122. As an assessment of whether summary termination was wrongful has a bearing, in and of itself, upon the question raised by Pt 6 of Ch 2 of the Act, namely, whether the dismissal was harsh, unreasonable or unjust, it follows that the Commissioner’s errors with respect to his assessment of the wrongfulness of summary termination of the appellant materially impacted his findings as to the application of that statutory test.
123. However, there is more to this consideration because, independent of the question as to whether the summary dismissal was lawful, the factors underpinning our consideration of error in that respect are also directly relevant to the three adjectives governing that test. That is so because those considerations go to the nature and quality of any misconduct and the reasonableness or justness of the dismissal (as well as the question of harshness).
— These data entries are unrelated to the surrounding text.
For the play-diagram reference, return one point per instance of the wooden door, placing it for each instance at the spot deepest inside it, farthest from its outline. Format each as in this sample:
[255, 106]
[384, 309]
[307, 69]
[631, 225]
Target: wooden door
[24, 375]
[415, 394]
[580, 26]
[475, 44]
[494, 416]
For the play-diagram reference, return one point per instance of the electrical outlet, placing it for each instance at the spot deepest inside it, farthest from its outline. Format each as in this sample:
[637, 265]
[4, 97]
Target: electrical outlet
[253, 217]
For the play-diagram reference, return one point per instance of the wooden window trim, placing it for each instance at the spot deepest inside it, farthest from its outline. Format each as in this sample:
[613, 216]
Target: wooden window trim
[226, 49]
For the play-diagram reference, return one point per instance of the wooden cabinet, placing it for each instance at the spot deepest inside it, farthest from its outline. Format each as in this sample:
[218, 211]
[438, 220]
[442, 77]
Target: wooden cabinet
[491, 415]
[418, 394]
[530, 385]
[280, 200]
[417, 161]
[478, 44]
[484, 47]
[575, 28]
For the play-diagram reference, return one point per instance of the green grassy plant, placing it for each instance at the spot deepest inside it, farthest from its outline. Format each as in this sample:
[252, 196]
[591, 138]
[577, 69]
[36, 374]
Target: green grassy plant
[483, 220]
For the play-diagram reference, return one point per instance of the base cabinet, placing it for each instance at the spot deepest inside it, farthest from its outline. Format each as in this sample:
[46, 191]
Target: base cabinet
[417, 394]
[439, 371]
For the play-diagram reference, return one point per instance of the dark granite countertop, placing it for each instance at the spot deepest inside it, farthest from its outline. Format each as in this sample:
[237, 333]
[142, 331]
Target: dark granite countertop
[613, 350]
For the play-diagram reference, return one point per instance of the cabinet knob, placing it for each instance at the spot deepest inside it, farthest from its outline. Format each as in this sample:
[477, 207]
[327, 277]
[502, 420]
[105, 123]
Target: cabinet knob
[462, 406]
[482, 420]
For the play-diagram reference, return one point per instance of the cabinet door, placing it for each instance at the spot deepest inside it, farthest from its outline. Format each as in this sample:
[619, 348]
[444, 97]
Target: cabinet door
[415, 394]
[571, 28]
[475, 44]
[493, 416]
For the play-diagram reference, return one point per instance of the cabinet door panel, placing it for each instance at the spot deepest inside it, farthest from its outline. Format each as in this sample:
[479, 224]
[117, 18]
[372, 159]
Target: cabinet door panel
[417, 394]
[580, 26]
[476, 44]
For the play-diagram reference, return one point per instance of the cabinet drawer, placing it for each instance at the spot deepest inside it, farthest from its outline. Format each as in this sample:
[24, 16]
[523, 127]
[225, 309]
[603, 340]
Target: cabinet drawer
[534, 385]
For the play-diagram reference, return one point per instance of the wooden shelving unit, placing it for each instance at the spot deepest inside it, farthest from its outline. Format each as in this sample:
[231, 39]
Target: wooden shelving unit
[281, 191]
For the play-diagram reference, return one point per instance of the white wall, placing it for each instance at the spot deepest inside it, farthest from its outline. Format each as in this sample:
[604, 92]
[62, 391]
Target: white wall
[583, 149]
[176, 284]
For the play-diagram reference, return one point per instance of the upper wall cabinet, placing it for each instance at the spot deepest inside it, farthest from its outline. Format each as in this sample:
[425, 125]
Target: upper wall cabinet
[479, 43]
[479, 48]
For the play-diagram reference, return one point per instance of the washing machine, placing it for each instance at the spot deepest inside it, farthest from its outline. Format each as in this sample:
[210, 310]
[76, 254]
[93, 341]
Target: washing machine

A misapprehension as to the nature and quality (including severity) of the appellant’s actions giving rise to a decision to dismiss necessarily undermines the veracity of any finding as to whether the dismissal was harsh, unreasonable or unjust and also constitutes error. The factors of which we speak, in this latter respect, will receive greater elaboration in our later discussion of whether the dismissal was harsh, unreasonable or unjust and, thus, it is unnecessary to rehearse the consideration of those factors here, but there is a substantial difference in the gravity of any misconduct based upon a deliberate disobedience of a lawful and reasonable instruction and an error of judgment based upon a genuinely held belief which was not irrational given failures in the employer’s own procedures (see further our discussion at [142] to [145] below).”